Ticket gagnant (1/4), Céline Laurent-Santran

Le Quotidien du Médecin publie chaque semaine l’épisode d’une nouvelle rédigée par un auteur de Short Edition.

Episode 1
Une consultation particulière

— Je suis au bout du rouleau…
Rémi leva les yeux. Dans la grande pièce de cet immeuble haussmannien plutôt cossu, les moulures en forme de rosaces avaient triste allure. Noircies par le temps, elles étaient désormais le siège de toiles d’araignées qui arboraient fièrement leur existence.
— Et j’ai beau scruter chaque pan de ma vie avec l’optimisme et la précision du chercheur d’or qui continue de croire à son rêve, je ne vois rien, rien de rien…, poursuivit Rémi, les yeux toujours rivés sur le plafond étrangement habité.
Une toile d’araignée lui fit soudain penser à une chauve-souris rabougrie, les ailes à demi déployées seulement. Comme si elle hésitait à se lancer. Peur de tomber. De s’écraser.
— Elle s’étiole, elle aussi, murmura Rémi dans un soupir.
— Pardon ?
Le psychiatre qui faisait face à Rémi avait du mal à suivre le fil quelque peu décousu de la conversation.
Rémi sursauta. Brusque rappel à la réalité.
— Désolé, j’étais parti dans mes pensées…. Non mais vous vous rendez compte, j’en suis réduit à faire un test de Rorschach avec une toile d’araignée… Avouez qu’il y a de quoi se poser des questions !
Le docteur Raymond inclina légèrement son fauteuil et considéra Rémi avec toute la bienveillance dont il savait faire preuve lorsqu’il éprouvait une empathie particulière pour un patient. Et Rémi n’était pas n’importe quel patient.
— C’est vrai que mon plafond aurait besoin d’un bon nettoyage de printemps ! Allez, arrêtez de gamberger et essayez de lâcher prise une bonne fois pour toutes.
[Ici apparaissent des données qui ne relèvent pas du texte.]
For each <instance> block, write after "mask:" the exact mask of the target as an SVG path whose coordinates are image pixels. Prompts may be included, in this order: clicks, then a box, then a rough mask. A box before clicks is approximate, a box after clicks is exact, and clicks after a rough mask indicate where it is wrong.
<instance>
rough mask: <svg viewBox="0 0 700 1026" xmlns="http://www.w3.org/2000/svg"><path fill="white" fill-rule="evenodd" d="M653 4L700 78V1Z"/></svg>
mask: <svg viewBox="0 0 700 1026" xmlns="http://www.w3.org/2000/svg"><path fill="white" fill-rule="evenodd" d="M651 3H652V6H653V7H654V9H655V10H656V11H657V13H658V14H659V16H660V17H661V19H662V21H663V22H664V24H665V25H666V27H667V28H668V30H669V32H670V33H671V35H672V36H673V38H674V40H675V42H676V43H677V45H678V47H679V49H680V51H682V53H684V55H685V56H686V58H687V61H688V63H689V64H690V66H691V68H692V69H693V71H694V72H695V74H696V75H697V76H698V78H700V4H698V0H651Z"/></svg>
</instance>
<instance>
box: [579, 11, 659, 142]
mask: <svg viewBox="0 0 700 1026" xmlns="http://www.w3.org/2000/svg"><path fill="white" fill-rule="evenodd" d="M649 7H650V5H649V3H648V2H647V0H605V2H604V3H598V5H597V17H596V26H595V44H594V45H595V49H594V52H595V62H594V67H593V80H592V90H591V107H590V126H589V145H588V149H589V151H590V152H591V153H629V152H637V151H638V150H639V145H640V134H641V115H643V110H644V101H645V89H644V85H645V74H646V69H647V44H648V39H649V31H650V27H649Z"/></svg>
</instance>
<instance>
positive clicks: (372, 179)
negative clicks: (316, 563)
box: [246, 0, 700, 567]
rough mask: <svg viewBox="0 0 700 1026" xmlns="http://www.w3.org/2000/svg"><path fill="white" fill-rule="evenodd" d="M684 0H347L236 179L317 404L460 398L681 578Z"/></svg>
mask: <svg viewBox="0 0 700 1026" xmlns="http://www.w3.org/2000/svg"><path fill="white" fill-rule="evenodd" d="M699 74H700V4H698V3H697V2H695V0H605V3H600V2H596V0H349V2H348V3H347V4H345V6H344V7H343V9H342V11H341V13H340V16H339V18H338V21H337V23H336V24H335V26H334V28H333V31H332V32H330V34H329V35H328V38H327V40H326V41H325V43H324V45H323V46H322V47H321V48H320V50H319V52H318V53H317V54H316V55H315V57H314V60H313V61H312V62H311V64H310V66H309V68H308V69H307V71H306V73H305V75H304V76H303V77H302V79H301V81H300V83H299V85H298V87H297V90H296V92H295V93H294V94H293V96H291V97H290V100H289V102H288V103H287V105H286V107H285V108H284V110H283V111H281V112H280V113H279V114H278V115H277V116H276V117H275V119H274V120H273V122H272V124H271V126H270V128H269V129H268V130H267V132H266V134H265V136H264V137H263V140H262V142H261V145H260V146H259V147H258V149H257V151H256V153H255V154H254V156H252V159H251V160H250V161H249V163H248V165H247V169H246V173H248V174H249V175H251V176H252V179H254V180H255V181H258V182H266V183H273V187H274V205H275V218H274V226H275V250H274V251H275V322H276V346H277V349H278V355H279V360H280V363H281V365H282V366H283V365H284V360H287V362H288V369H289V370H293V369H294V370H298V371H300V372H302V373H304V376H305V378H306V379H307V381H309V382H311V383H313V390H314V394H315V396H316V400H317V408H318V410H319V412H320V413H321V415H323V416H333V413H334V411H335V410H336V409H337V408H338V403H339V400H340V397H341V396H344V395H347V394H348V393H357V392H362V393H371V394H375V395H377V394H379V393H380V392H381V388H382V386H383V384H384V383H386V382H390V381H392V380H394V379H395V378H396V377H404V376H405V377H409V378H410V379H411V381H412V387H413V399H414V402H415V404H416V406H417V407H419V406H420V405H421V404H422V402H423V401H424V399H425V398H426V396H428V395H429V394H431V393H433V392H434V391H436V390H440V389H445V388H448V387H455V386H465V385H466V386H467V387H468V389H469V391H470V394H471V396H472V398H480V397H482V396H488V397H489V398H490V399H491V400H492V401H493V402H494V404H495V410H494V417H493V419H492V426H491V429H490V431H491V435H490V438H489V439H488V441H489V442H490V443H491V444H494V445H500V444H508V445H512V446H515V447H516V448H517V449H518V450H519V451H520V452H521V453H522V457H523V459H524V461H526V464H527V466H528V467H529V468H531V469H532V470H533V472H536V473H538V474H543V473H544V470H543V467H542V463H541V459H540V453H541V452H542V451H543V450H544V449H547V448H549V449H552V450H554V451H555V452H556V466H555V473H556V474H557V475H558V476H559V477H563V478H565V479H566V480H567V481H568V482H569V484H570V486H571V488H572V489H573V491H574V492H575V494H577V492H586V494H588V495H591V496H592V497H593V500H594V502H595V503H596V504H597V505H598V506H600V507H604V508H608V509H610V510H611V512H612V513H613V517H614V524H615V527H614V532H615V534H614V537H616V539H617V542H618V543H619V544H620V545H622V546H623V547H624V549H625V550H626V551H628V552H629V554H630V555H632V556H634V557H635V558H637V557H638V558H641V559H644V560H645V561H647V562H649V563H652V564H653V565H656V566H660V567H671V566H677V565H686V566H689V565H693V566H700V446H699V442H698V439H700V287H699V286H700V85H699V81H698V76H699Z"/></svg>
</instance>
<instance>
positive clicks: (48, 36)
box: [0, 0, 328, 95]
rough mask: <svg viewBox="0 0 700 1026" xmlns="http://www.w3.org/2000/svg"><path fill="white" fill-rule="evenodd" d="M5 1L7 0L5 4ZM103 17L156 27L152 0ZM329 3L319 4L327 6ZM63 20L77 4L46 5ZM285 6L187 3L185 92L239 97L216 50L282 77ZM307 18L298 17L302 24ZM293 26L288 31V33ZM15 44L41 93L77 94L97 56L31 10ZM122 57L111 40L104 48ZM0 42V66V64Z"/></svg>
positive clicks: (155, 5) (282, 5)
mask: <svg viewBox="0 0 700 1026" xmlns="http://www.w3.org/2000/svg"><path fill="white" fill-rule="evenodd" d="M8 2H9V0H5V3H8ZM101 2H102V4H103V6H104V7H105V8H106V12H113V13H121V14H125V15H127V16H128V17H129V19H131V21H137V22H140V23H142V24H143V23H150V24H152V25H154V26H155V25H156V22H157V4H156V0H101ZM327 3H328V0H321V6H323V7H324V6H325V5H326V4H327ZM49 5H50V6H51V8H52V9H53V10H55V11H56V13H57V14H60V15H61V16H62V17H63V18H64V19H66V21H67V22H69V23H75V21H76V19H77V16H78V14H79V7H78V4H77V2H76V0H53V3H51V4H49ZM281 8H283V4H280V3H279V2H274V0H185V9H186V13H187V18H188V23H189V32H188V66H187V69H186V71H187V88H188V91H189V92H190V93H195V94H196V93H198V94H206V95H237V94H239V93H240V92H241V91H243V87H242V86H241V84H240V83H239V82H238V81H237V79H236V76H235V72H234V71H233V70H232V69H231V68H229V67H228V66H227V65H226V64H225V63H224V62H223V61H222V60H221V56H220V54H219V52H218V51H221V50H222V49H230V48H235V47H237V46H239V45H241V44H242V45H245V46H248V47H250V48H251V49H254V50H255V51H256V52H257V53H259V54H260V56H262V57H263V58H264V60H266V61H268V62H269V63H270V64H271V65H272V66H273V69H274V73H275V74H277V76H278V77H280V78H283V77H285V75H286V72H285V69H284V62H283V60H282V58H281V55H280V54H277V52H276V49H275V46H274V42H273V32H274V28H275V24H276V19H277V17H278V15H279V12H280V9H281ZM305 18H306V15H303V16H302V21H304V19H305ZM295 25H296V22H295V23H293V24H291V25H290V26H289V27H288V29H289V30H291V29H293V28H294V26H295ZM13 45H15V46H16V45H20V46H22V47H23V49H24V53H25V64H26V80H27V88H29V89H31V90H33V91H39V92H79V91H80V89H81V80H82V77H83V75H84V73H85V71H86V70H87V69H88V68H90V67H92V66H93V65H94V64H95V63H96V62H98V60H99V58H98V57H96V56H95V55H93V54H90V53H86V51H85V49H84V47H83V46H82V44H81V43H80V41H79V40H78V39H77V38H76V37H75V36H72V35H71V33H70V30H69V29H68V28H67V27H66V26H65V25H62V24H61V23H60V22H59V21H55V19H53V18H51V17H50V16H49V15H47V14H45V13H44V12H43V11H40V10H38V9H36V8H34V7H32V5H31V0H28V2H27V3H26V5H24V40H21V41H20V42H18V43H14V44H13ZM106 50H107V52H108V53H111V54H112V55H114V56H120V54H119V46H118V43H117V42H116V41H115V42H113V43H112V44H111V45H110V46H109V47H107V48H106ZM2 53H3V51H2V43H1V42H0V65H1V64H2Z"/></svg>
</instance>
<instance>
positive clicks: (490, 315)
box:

Vous avez traversé une lourde épreuve sur le plan professionnel – croyez-moi, je vous comprends –, et…
— Oui mais vous, vous êtes solide, toujours fidèle au poste et respecté ! le coupa Rémi, le regard désemparé. Moi, je m’effondre alors que… alors que…
Il s’était mis à faire, avec ses mains, des moulinets désordonnés, comme si l’air qu’il brassait en vain allait l’aider à remonter à la surface.
— Alors que je devrais garder la tête haute et avancer ! Seulement voilà, je n’y arrive pas, je n’y arrive plus !
— Justement, s’exclama le docteur Raymond, la réaction que vous avez trahi simplement votre humanité et votre capacité à vous remettre en question, et c’est tout à votre honneur ! J’aurais trouvé beaucoup plus inquiétant que vous continuiez votre route en balayant cet événement d’un revers de la main, ou en vous cachant derrière des théories fumeuses pour vous justifier ! Non vraiment, il faut tirer de tout cela un enseignement positif : vous faites partie des rares personnes qui ne passent pas leur vie dans l’autosuffisance et le déni.
Rémi soupira longuement, dubitatif :
— En attendant, je suis au fond du trou et il faut que je fasse quelque chose, n’importe quoi…
— Exactement ! Vous décrochez pendant quelques semaines et vous faites des choses que vous n’avez jamais faites auparavant, des trucs un peu fous… Vous avez déjà eu des envies folles, non ?
— Voyons… Je vous le dis comme ça me vient : voir Georges Benson en concert, dormir en apesanteur, jouer au loto, me prendre une bonne cuite au nirvana ambré, mais bien dosé, le nirvana, parce que sinon, au bout de cinq, ça saoule…
— Vous voyez, vous retrouvez votre humour, vous commencez déjà à reprendre du poil de la bête ! fit le docteur en souriant.
— Quand même, si on m’avait dit qu’un jour, j’aurais moi-même recours à un confrère…, lança Rémi en serrant la main du docteur Raymond.
— C’est normal d’être là les uns pour les autres ! En tout cas, dites-vous que j’aurais très bien pu me retrouver à votre place, tout comme beaucoup de nos confrères d’ailleurs.